Viernes, 12 de octubre. Día de la Hispanidad (o del Genocidio de los Nativos, según el punto de vista más demente). Salgo de casa a desayunar y comprar la prensa. En el bar de enfrente, que está abarrotado, me encuentro a un conocido que luce una bandera española a guisa de superhéroe. Compruebo que la funesta influencia de los indepes se ha contagiado a los míos. Opto por hacer como que llevar la enseña nacional a modo de capa es lo más normal del mundo y mantengo una breve conversación con el que la lleva, pues le tengo cierto aprecio. Observo que es exactamente lo mismo que hice hace unos meses, cuando me crucé con un viejo amigo de la universidad y vi que llevaba el lacito amarillo en la solapa. Y pienso mantener esa actitud si algún día me cruzo con un amigo que lleva un embudo en la cabeza.

Me acerco al badulaque de la esquina -que no está en una esquina- para proveerme de coca colas sin azúcar ni cafeína y helado de dulce de leche. Hay una pandilla de gañanes que llevan la bandera de España anudada a la cintura, como si fuese una toalla. Deduzco de su conversación que deberían estar en Montjuic, quemando estelades y dando vivas al Caudillo, pero a esa gente le encanta colarse en fiestas a las que no han sido invitados. De camino a casa, oigo a un tío que grita varias veces ¡Arriba España! Cuando cierro la puerta de mi apartamento, experimento una agradable paz. Y luego me pongo a pensar, que es gratis.

¿Me he convertido en un sociópata? ¿No debería haberme apuntado a la manifestación? A fin de cuentas, no soy un equidistante, sino que estoy en contra del procés y de los indepes. Así me manifiesto en este diario y en los tres libros que llevo publicados al respecto. Me siento representado por la bandera constitucional. Pero soy incapaz de enarbolar una y sumarme a la procesión, entre otros motivos porque no tengo ninguna bandera y dudo que presentarse con una toalla de los Simpson que me regalaron hace años sea lo más adecuado. Lo mío es un problema con las masas y con las banderas. Todo lo que sea opinar y publicar me parece bien, ya que, sobre todo, me represento a mí mismo, pero no me va la comunión masiva, de la misma manera que me gusta ir solo al cine y me aterran las cenas con más de cuatro comensales. No descarto ser un elitista, un señorito de mierda, lo que ustedes quieran. Pero las manifestaciones no son lo mío. No lo eran ni cuando Franco: solo me apunté a un par, más por la adrenalina que por la causa, representada por unos tipos del PSUC que me caían como una patada en los testículos.

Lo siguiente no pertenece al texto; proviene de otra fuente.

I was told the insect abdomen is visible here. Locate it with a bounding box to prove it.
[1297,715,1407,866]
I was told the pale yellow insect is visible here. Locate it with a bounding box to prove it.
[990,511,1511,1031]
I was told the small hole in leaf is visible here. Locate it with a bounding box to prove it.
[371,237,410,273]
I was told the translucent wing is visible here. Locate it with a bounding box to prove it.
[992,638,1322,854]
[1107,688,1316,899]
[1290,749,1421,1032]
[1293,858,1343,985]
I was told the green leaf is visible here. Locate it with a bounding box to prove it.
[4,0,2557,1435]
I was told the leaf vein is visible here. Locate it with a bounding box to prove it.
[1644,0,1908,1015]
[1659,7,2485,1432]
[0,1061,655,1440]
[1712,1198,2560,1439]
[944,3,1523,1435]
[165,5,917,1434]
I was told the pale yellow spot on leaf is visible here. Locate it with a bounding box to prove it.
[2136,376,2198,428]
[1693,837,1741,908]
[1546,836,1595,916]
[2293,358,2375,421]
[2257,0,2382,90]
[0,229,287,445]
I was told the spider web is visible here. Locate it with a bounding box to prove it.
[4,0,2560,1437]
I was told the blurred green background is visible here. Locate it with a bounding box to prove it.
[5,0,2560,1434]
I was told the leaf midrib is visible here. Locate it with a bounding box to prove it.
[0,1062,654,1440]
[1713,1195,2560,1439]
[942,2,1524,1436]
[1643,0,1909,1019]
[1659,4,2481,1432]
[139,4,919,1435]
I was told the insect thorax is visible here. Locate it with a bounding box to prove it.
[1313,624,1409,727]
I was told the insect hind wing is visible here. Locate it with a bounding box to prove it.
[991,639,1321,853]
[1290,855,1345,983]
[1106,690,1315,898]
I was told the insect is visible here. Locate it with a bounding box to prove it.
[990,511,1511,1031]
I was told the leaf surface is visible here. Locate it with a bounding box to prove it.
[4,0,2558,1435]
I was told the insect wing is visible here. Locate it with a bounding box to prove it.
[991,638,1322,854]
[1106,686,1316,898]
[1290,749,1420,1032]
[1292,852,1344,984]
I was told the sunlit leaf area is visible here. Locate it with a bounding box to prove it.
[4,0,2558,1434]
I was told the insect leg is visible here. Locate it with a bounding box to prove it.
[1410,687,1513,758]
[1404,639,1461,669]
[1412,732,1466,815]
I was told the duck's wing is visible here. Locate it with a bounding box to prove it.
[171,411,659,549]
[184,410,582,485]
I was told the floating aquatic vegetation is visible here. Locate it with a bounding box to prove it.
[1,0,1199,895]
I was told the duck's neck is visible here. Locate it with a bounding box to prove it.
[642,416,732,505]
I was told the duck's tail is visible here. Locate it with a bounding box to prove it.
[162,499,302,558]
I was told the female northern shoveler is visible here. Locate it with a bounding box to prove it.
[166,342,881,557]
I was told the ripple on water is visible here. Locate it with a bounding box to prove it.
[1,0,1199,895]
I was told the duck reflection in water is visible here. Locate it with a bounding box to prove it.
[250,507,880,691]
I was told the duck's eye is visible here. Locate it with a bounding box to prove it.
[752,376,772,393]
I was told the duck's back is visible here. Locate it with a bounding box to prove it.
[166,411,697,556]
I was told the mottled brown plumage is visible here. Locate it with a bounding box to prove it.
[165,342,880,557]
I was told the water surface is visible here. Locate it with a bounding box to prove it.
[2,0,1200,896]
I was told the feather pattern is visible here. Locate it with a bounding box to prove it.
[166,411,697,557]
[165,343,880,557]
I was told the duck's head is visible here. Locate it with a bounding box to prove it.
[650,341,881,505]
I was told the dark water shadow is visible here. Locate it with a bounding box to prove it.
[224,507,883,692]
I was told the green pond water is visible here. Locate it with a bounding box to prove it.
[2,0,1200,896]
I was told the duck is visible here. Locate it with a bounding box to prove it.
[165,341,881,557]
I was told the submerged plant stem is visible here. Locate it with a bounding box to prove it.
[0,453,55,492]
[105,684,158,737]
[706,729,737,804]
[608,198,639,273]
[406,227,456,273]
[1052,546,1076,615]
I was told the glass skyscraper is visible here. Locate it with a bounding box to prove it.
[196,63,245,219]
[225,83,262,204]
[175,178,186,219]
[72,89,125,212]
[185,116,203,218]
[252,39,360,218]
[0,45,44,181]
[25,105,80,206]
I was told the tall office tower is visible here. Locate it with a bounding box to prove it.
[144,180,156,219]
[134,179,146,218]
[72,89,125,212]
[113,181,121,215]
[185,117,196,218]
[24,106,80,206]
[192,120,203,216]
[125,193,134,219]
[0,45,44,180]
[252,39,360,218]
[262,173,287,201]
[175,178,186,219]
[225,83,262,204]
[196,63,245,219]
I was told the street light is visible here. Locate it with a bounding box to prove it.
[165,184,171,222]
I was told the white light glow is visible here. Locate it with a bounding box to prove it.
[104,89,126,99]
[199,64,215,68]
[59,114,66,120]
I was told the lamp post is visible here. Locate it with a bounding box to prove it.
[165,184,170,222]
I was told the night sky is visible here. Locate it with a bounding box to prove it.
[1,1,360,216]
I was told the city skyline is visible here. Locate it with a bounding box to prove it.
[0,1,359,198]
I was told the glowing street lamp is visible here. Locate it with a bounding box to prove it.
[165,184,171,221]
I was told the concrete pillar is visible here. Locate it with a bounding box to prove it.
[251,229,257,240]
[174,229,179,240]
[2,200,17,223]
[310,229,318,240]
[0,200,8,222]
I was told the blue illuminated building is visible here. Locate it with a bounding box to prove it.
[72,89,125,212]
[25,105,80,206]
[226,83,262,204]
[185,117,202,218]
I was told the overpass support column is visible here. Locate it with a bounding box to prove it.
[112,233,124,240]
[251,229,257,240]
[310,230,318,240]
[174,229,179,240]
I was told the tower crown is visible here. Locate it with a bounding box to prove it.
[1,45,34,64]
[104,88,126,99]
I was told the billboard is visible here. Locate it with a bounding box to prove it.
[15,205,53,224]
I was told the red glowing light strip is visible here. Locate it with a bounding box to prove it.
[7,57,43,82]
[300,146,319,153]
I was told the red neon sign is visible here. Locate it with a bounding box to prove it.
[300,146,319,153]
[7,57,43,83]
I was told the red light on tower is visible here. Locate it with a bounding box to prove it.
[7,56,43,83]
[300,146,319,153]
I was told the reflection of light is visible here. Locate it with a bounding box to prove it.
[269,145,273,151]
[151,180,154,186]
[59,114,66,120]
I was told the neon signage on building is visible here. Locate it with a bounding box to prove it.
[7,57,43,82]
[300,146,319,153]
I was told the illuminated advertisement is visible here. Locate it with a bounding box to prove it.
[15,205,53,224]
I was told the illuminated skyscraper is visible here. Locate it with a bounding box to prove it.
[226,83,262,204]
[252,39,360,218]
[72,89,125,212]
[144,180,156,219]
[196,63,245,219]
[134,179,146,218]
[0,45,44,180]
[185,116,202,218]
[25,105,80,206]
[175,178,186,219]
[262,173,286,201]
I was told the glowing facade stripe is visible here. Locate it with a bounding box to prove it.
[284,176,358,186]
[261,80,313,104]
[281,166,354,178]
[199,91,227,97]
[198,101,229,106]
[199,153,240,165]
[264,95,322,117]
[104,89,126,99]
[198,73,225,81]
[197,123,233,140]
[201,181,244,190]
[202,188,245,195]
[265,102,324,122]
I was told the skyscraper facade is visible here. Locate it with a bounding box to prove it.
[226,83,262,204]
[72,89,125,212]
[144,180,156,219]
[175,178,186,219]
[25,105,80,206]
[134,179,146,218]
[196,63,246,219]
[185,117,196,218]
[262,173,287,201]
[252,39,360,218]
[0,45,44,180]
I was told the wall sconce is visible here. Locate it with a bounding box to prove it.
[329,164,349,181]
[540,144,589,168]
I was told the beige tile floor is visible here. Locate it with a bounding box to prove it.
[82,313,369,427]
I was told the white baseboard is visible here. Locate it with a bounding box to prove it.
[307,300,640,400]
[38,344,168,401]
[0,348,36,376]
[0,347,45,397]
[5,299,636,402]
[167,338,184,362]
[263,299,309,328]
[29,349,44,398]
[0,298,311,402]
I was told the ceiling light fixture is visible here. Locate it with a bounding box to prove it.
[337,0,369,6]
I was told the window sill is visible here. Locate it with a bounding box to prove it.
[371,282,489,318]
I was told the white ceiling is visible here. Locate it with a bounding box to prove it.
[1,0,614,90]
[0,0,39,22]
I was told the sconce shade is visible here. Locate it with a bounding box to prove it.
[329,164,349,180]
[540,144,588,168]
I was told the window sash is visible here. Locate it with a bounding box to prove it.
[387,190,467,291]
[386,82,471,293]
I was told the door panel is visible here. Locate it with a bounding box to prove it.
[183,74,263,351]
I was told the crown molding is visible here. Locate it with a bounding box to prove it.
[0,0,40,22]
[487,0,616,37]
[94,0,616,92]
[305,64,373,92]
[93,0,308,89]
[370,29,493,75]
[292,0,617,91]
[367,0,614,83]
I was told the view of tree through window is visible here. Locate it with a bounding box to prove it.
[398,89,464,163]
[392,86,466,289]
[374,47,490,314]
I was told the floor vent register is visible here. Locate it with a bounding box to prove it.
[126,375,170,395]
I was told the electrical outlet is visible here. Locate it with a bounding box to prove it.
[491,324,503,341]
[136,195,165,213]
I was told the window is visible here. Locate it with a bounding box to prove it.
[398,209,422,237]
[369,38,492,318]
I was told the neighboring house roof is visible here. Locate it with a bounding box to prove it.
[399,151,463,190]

Sigo pensando mientras me hago un descafeinado en la Nespresso y añoro los tiempos en que la gente se iba de puente o a la playa el 11 de septiembre y el 12 de octubre, cuando parecía que Cataluña era un paisito más o menos normal y en Barcelona solo se quedaban los fachas de Montjuic y los energúmenos que iban al monumento a Casanova a insultar a los del PP. Pero la tregua se acabó el 11 de septiembre de 2012, cuando el Astut se subió a la cresta de la ola soberanista y empezó a dividir voluntariamente a los catalanes entre los independentistas y los que él considera fachas, que somos todos los que no estamos por la labor. Acción y reacción. En esas seguimos con Chis Torra, el presidente subrogado. Cómo cantaba Kiko Veneno, Si tú no fueras tan americano, yo tampoco sería tan ruso.